Also, I have some news. The Artificially Intelligent Enterprise just acquired AI Lessons, a weekly newsletter that provides one actionable lesson every week. In the near future, you’ll be getting the benefit of over 100 AI lessons as part of Artificially Intelligent Enterprise. This will be a quick five-minute read on Tuesdays that has one actionable bit of advice to improve your productivity with AI. I hope you enjoy the new content.
Sentiment Analysis
Data Privacy Isn’t Just an AI Problem
It seems that the only snail mail I receive these days is notifications of data breaches. The issue isn't just personal; it's a global problem as data privacy violations increasingly dominate headlines.

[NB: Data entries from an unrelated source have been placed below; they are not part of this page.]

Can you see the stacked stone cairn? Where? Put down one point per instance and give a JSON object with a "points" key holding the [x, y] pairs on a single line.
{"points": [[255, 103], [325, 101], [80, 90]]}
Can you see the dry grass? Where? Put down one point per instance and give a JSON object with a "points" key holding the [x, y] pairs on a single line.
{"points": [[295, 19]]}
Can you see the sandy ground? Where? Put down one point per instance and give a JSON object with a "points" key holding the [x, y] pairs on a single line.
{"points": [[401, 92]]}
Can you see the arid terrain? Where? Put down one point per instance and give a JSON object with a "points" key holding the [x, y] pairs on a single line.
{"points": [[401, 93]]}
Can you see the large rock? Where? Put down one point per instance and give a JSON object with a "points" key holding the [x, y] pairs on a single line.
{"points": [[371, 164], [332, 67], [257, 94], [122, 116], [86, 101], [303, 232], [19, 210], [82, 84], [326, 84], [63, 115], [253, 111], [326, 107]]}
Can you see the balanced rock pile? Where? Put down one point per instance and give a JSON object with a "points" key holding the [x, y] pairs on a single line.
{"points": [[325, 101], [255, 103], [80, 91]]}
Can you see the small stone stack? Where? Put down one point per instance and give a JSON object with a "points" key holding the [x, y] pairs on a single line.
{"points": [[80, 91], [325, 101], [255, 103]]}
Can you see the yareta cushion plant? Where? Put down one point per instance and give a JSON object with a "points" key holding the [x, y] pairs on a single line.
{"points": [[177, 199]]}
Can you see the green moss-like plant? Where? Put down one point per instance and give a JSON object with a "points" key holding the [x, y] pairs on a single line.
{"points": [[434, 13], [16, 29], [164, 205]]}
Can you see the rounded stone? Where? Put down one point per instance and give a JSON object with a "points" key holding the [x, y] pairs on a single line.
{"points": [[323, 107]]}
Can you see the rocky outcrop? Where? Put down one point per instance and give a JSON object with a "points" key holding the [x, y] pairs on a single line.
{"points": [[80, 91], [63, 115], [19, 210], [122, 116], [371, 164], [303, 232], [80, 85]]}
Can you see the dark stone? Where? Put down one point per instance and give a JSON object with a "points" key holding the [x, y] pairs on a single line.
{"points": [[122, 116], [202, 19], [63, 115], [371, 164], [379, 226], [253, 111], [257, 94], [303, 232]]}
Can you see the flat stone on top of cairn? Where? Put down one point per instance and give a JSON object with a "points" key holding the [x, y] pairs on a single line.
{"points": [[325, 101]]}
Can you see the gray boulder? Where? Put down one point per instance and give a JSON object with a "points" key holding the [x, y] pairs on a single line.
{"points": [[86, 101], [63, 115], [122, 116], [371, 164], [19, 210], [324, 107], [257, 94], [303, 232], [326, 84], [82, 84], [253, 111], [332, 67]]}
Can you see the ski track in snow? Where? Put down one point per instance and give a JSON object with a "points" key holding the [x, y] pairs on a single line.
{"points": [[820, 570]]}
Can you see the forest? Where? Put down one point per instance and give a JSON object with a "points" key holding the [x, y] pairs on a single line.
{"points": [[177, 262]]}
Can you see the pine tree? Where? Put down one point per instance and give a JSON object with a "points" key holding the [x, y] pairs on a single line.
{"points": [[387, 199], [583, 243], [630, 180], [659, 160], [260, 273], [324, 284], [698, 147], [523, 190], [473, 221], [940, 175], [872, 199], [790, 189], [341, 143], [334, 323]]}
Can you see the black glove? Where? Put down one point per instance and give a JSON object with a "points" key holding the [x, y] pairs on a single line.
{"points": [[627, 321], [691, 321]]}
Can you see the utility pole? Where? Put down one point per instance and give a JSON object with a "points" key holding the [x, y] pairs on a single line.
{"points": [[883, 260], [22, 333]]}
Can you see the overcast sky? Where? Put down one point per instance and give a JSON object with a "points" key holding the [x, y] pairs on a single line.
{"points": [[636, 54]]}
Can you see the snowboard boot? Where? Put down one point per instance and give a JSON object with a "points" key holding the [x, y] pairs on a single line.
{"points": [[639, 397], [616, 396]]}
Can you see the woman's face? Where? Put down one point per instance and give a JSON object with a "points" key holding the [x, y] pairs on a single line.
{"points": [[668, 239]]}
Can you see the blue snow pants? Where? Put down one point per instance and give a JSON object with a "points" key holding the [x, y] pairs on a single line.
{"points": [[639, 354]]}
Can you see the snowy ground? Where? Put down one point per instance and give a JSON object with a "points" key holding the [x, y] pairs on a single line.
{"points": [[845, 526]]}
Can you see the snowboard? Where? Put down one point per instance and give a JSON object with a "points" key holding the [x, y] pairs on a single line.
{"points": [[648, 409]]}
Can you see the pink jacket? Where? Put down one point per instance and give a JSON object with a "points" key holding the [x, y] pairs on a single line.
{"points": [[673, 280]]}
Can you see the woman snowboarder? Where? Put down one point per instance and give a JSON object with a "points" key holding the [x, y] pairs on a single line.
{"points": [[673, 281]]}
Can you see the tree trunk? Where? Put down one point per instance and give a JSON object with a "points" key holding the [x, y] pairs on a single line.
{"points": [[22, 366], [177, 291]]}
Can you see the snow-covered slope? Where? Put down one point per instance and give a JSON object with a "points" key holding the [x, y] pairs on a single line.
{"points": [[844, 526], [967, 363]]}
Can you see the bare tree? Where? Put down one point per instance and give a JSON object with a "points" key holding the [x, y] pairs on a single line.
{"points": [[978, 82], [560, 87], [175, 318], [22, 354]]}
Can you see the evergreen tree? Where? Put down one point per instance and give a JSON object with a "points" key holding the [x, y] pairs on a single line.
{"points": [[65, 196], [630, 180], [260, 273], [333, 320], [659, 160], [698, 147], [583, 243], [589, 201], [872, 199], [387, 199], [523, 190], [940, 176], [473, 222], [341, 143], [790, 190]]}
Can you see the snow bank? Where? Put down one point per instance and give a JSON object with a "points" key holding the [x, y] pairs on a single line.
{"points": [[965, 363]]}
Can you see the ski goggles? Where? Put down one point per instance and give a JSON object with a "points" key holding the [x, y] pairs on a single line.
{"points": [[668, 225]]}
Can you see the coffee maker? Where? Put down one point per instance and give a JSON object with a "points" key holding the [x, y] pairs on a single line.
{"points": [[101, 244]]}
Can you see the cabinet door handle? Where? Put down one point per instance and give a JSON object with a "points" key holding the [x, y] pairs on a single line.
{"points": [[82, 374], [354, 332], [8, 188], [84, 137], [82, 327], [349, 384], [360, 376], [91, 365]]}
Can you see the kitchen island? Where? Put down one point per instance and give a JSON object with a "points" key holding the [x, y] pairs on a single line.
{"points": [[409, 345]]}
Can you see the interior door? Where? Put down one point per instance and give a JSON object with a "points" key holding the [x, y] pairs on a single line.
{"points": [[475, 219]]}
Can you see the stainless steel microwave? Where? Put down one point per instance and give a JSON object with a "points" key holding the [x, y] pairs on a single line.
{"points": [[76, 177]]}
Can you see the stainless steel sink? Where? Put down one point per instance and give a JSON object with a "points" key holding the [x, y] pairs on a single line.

Recent actions by governments worldwide reflect a growing intolerance for such infractions.
In South Korea, the data privacy watchdog utilized the Personal Information Protection Act (PIPA) to levy a substantial fine on AliExpress, penalizing them two billion won (about $1.4 million) for privacy violations. These infractions included the unauthorized transfer of customer data to third-party sellers in China and other foreign nations. Similar scrutiny is now aimed at Temu as this case unfolds, signaling a broader crackdown on data mismanagement.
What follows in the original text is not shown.